The Biden administration doesn't seem worried about details like that. The president is no friend to Big Oil, and arguably has done as much as anyone to speed the transition away from fossil fuels, including the passage of landmark climate legislation. But the current short supplies and high prices in the U.S. have as much to do with ex-President Donald Trump, who claimed to be a champion of dirty energy. The domestic industry fared a lot worse under his administration than is commonly understood.
Trump's efforts to roll back environmental regulations were chaotic and beset by legal challenges. His rash decision to withdraw from the Paris Climate Accord was no favor to the oil industry, either. The 2015 agreement provides a useful framework for dealing with climate change, which companies like Exxon have supported by reducing emissions and investing in carbon capture and storage.
Trump reversed promises to expand offshore production, failed to revive the coal industry despite a lot of talk and perpetuated the long-standing requirement to water down motor fuel with ethanol — an anti-free-market policy beloved by farm-state Republicans because it subsidizes politically favored farmers and agribusinesses.
The perpetual undermining of Big Oil in the U.S. has discouraged investment in the domestic market. America needs these companies to be strong, so they can increase energy production and, with it, the nation's collective security.

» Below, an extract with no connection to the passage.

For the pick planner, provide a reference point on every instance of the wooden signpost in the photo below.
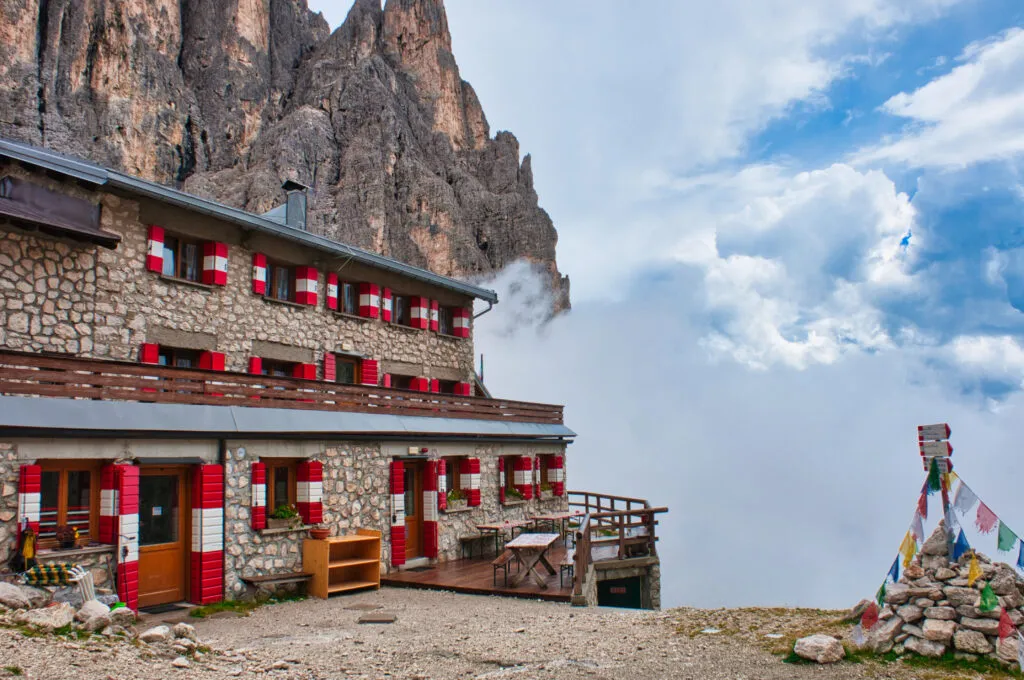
(933, 444)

What will it take to stimulate domestic investment? Certainly not a government seizure of "excess profits." Curbs on exports, another restriction reportedly under consideration, similarly would only weaken the case for U.S. production. The Biden administration's hostility to interstate pipeline investments also is counterproductive.
The biggest factor in favor of additional investment is simple supply and demand. Short supplies and sustained high prices are exactly the conditions producers need before they can reasonably green-light large-scale capital expenditures in the U.S.

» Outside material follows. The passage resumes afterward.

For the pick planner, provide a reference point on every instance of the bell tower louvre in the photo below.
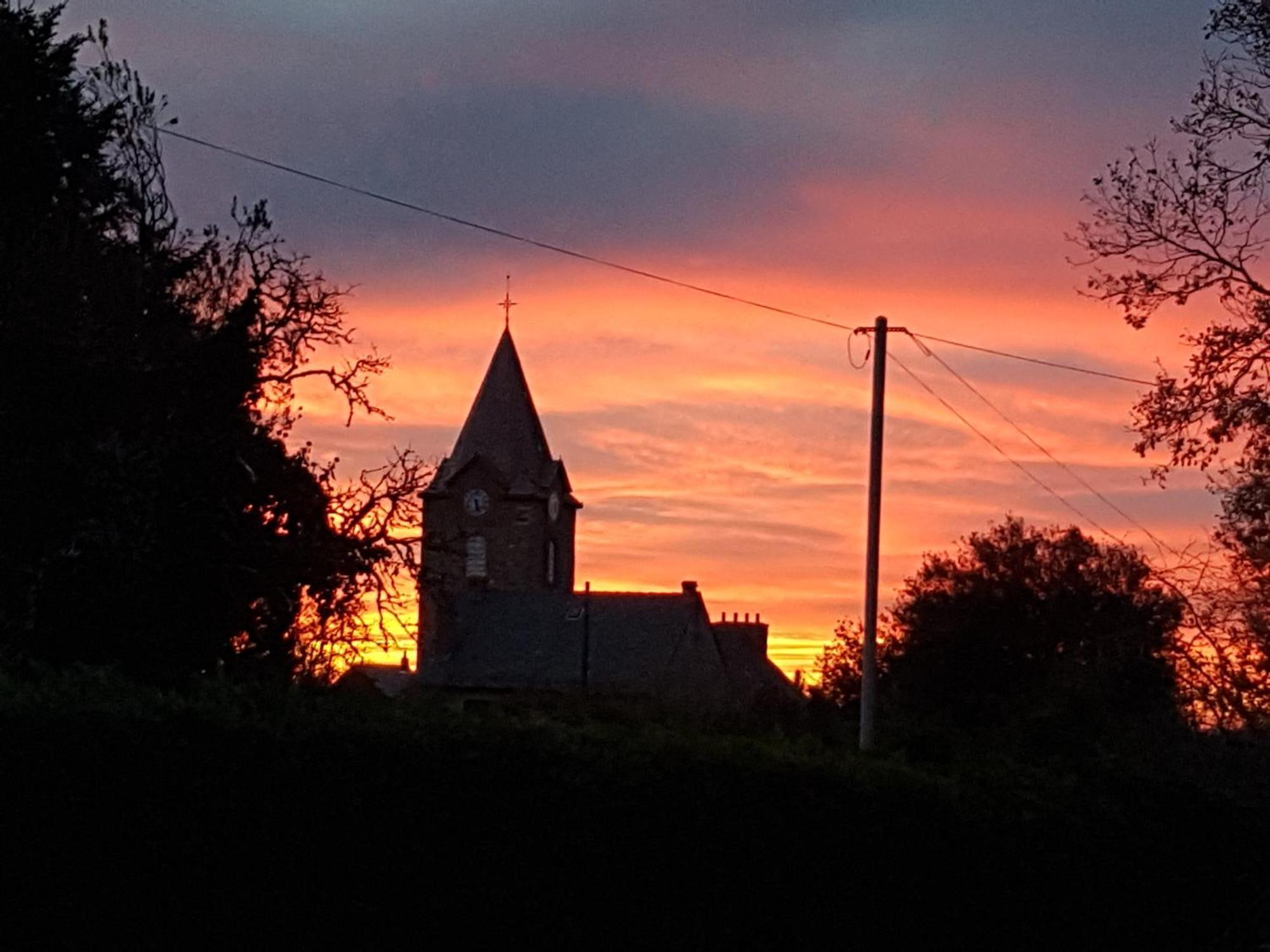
(497, 602)
(500, 515)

If anyone wants evidence that producing energy at home is better than trying to get it from countries that don't share America's national interests, consider one of Biden's recent foreign policy gaffes. The president looked foolish when the OPEC oil cartel cut production last month not long after he begged Saudi Arabia, its de facto leader, to boost the flow.
Russia, too, has been exposed as an untrustworthy supplier after cutting off energy supplies to Europe. Even if Vladimir Putin's war in Ukraine ended tomorrow, Germany and other countries stung by the warmongering Russian leader now recognize that they must find different sources of energy. The reality is that America and other developed economies will need fossil fuels for many years to come.
Perhaps the best argument against a windfall profit tax on the oil industry is that America already tried it, in 1980, and it didn't work. Predictably, it increased red tape, reduced domestic production and made the U.S. more dependent on foreign oil, consequences that contributed to its repeal in 1988.
Then, and now, making U.S. producers less competitive is self-defeating and counterproductive. Let's not make the same mistake again.